Dalam kesempatan itu Egi juga menyampaikan bahwa, Program PUSPA yang di-support langsung oleh Pemprov Jawa Barat berada pada angka 100 Puskesmas. Program ini, kata Egi, pengiriman SDM tambahan melibatkan tenaga profesional kesehatan, seperti perawat, bidan dokter.

“Ditambah masing-asing tiga dan dua, jadi ada lima orang ditambahkan. Mereka tidak hanya dikirimkan orangnya saja, tapi juga dipastikan ada latihannya, APD, alat tes. Jadi kalau kita mendorong fasilitas kesehatan (Faskes), meningkatkan kemampuan tesnya, tapi kemudian Pemda tidak menyediakan alat tesnya, maka jadi hal yang kontradiktif,” ujarnya.

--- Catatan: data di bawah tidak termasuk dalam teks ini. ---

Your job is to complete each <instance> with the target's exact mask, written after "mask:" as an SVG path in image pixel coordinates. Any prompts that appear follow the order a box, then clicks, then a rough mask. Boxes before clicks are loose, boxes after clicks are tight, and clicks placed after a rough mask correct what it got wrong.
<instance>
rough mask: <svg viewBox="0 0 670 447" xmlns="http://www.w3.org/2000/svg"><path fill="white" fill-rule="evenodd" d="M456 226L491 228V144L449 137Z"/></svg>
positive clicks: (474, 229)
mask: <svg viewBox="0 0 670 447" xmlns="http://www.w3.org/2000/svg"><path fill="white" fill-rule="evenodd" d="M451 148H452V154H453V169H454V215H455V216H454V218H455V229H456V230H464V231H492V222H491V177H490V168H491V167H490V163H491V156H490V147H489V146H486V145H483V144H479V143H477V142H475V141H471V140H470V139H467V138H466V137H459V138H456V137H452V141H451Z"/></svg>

Egi menegaskan, komitmen dan kemampuan daerah dalam menyediakan alat tes menjadi sangat penting sekali, termasuk APD dan lain sebagainya. Yang paling penting lagi, lanjutnya, bagaimana recording sitem itu dibangun.

Sebagai tambahan informasi, Program LeaN On merupakan salah satu inisiatif yang digagas oleh Badan Nasional Penanggulangan Bencana (BNPB) dan INVEST DM, yang didukung oleh United State Agency for International Development (USAID) melalui program Empowering Access to Justice (MAJU) – The Asia Foundation (TAF).